Import errors and other bugs have been fixed. Some code which has been indicated here (in particular mapper.structure_mapper) has not been updated/tested thoroughly and needs to be fixed. It is not essential to any critical code in the examples and therefore I have removed it from the documentation until it is better developed and tested.

Labeling

There is now an example showing how to label a molecule.

Splitting

Should be fixed and working now.

Clustering

Should be fixed and working now.

Dataset

Ah, good catch. I've since moved this functionally to a difference branch and forgot to remove this page. I plan to further work on this later since it is not essential for the main purpose of this package

AntObi commented 2 months ago

Hi @trevorgokey ,

I've taken another look at the repository and have some further issues I've spotted

Installation

Currently, the installation in a fresh environment fails for me, which I have identified the causes.

For the setup.py for besmarts-rdkit, please remove besmarts.perceptron as besmarts-rdkit/python/besmarts/perceptron does not exist.
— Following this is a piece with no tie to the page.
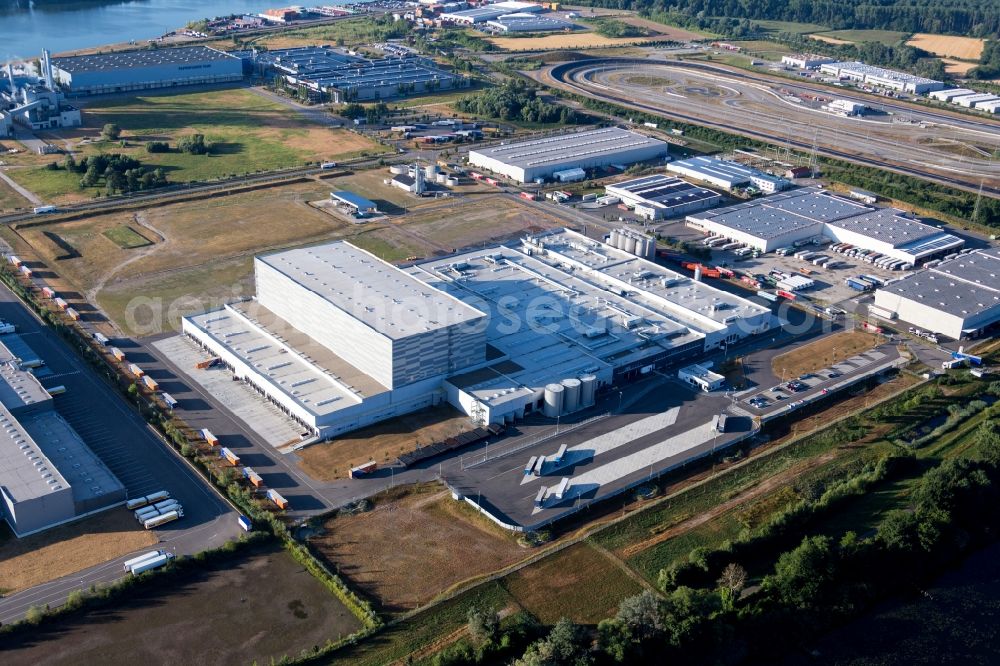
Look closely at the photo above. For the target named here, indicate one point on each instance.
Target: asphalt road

It prevents the user from installing besmarts-rdkit: https://github.com/trevorgokey/besmarts/blob/93c9ac99344ada317050f566b7b2689a455750c5/besmarts-rdkit/python/setup.py#L17-L22

As well for besmarts-scipy, please remove besmarts.core in the setup.py file. https://github.com/trevorgokey/besmarts/blob/93c9ac99344ada317050f566b7b2689a455750c5/besmarts-scipy/python/setup.py#L18-L22

Tests

Currently 22/23 tests pass. The test test_import_core in besmarts-core/python/tests/test_import.py fails with an ImportError ImportError: cannot import name 'tree_merge' from 'besmarts.core' (unknown location). I've searched the codebase and tree_merge does not exist. Please remove tree_merge from the lines below.
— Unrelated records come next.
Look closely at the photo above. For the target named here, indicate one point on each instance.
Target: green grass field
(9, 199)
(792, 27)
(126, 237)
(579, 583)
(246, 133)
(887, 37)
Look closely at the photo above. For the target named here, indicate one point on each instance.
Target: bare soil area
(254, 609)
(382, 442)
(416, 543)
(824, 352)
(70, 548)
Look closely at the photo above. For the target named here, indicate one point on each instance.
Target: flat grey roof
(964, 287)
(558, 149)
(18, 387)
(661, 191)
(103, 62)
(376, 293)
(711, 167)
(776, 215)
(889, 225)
https://github.com/trevorgokey/besmarts/blob/93c9ac99344ada317050f566b7b2689a455750c5/besmarts-core/python/tests/test_import.py#L10-L34

Examples

besmarts-core/python/examples/

My configuration for running these examples was as follows:

In besmarts-core/python/besmarts/mechanics/fits.py the following import statement exists https://github.com/trevorgokey/besmarts/blob/93c9ac99344ada317050f566b7b2689a455750c5/besmarts-core/python/besmarts/mechanics/fits.py#L35

array_numpy does not appear to exist in besmarts.core which is causing all the examples that use from besmarts.mechanics import fits to fail for me. These examples would be examples 07, 09, and 11. As this import statement is also in besmarts-scipy/python/besmarts/mechanics/optimizers_scipy.py https://github.com/trevorgokey/besmarts/blob/93c9ac99344ada317050f566b7b2689a455750c5/besmarts-scipy/python/besmarts/mechanics/optimizers_scipy.py#L20 Example 10 also fails because of this.
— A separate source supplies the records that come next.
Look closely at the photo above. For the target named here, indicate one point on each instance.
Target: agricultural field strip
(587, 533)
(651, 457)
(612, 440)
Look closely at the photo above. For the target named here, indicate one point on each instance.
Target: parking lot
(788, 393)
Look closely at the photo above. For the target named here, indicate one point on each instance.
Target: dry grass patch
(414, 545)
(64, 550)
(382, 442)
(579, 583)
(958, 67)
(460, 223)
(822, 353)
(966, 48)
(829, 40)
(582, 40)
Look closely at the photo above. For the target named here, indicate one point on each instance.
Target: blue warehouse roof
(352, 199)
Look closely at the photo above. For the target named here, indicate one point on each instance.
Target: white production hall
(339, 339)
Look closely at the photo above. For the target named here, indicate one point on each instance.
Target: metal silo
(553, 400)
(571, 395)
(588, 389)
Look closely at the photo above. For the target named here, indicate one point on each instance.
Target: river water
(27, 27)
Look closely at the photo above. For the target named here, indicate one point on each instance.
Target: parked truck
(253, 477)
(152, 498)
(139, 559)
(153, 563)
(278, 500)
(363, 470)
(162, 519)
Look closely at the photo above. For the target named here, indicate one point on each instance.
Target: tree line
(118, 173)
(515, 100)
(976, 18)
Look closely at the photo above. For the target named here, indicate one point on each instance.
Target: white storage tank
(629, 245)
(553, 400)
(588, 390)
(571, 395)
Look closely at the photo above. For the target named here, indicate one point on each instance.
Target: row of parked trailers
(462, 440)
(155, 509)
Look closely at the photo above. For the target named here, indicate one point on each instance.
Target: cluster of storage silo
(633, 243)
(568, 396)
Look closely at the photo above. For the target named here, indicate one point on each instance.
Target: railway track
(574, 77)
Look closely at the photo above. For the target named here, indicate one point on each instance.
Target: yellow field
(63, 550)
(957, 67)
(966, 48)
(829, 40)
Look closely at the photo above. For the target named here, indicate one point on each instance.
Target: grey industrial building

Example 4 is failing for me because of this line: https://github.com/trevorgokey/besmarts/blob/93c9ac99344ada317050f566b7b2689a455750c5/besmarts-core/python/examples/04_init_bonds_angles.py#L11

perception_rdkit does not appear to exist in this codebase.

I will follow up by testing the examples in the documentation as well as elsewhere in the repository where I find them

trevorgokey commented 2 months ago

It turned out I had a lot of local files that were not commited to the repo so you got a lot of missing file issues. This should all be fixed. Thanks for your patience, persistence, and diligence here.